I've tried numerous GFS pickups over the years, from their Filtron copies, Tele inspired, and Humbucker styled and none of them lasted very long in my guitars. None of them produced the sound I was looking for or lived up to the hype or description on their web page. It comes back to the old adage "You get what you pay for".


----------



## MarkusV (Sep 24, 2009)

P90s in my opinion are hard to mess up.
They are supposed to be unrefined and raunchy 
I have a set of el cheapo bez dez ones in a tele and they rock


----------



## nnieman (Jun 19, 2013)

MarkusV said:


> P90s in my opinion are hard to mess up.
> They are supposed to be unrefined and raunchy
> I have a set of el cheapo bez dez ones in a tele and they rock


I agree 100%

I bought some inexpensive ones from ebay in a humbucker casing that resembled a p94....they were definitely single coils (hummed) but they sounded awesome and fat like a p90 should.

Nathan


----------



## DavidP (Mar 7, 2006)

FWIW, I've tried a variety of HB-sized P90s over years: including Seymour Duncan Phat Cats, Bare Knuckle Mississippi Queen, and GFS Dream/Mean/Surf 90s in the neck of my main player Tele. What is staying in there, given my desire for some clarity/grit over mud and bridge/neck mix, is the Surf 90, and I would not hesitate using a Mean/Dream 90 over the others. The Dream/Mean 90- also pairs nicely with a conventional bridge HB (Reverend did this for a while). YMMV, of course. Got a tech friend who also swears by their conventional size vintage wind P90s -- I heard a pair in a WildKat and they blew away the stock pickups.
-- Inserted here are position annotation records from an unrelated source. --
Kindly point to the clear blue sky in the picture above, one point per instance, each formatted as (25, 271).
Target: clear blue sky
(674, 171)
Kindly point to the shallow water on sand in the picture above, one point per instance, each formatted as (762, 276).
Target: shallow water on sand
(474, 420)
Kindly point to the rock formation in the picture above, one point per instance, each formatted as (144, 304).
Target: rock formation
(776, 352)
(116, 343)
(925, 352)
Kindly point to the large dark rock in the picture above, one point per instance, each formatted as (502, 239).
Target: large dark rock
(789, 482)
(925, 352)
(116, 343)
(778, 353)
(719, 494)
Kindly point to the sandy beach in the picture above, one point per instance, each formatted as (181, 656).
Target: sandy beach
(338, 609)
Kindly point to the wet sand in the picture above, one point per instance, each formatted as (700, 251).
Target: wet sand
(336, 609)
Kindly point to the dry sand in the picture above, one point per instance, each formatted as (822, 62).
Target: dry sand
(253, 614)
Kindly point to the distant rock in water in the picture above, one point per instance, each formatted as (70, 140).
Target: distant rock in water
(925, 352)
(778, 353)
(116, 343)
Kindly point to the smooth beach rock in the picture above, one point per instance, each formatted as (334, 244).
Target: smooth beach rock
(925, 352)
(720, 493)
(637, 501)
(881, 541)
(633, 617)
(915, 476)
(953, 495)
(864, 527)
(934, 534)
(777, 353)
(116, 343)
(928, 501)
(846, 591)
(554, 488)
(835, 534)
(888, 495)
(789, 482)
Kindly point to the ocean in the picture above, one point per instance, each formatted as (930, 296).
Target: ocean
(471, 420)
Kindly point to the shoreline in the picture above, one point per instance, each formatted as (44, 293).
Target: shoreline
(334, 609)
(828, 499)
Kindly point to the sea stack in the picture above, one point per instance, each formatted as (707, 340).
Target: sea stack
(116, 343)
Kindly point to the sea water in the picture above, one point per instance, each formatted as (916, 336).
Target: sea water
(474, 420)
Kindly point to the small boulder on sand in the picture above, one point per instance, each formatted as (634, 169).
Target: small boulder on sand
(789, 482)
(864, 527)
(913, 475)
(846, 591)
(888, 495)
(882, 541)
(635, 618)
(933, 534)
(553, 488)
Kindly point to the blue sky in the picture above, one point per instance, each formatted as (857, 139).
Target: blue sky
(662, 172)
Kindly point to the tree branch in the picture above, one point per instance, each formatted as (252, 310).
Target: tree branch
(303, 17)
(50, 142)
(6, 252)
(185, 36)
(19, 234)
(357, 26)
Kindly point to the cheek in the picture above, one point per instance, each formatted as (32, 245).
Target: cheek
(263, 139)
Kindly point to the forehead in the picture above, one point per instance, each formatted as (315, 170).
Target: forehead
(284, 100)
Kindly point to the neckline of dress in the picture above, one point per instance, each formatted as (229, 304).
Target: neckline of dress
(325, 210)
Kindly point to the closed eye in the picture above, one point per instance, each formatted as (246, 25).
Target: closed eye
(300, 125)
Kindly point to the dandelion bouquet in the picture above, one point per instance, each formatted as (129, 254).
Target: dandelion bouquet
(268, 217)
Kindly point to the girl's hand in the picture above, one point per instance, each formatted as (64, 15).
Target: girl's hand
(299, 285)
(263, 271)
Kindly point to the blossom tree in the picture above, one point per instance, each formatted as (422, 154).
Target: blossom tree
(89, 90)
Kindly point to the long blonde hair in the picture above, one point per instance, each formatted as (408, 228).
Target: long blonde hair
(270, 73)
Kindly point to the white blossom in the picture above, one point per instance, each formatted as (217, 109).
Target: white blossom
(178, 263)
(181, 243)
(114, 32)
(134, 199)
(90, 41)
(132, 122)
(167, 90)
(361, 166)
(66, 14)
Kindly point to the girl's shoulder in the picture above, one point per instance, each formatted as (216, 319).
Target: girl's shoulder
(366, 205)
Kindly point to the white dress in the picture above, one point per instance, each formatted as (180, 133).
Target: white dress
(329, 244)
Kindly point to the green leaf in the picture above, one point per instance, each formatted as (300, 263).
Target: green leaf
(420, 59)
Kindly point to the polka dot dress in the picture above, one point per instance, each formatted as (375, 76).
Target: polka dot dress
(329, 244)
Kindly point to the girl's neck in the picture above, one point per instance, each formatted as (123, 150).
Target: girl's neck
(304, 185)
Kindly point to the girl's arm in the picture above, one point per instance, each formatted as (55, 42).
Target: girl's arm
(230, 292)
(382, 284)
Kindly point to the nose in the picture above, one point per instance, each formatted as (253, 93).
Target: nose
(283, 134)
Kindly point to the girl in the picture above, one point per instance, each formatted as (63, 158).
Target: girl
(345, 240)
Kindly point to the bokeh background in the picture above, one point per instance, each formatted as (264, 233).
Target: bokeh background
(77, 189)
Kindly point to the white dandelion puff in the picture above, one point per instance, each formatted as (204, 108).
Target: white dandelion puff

OTOH, I'm not impressed with their Lil Puncher blade pickups, at least the Tele-format ones, BUT the 60s Hot Alnico is a winner (and balances really nice with the above BD P90s). Never tried their HB or strat offerings... 

They regularly have discount deals, so wait for them; shipping to Canada is reasonable and arrives via Canada Post.


----------



## Mooh (Mar 7, 2007)

I've used GFS pickups of various styles, P-90, Filtertron, Tele, though I don't have any installed at the moment. Dirt cheap and good QC. They're better than your average import guitar pickups and some have been really good, but none would surpass the tone of the classics they imitate, though they're equal to many of the originator's own import knock-offs. I've put them in budget guitars, lapsteels, and to generally experiment.


----------



## Tony65x55 (Mar 7, 2012)

I've used their P90s, humbuckers, Nashville filter'tron knock offs, NYIIs, Dream 90s. They were ok but nothing more than that. The exception is their Slick Fullerton Tele pickups which are absolutely fantastic. 

Robert, people don't regret buying quality. Spend the little bit extra and get Vinehams. Thank me later.


----------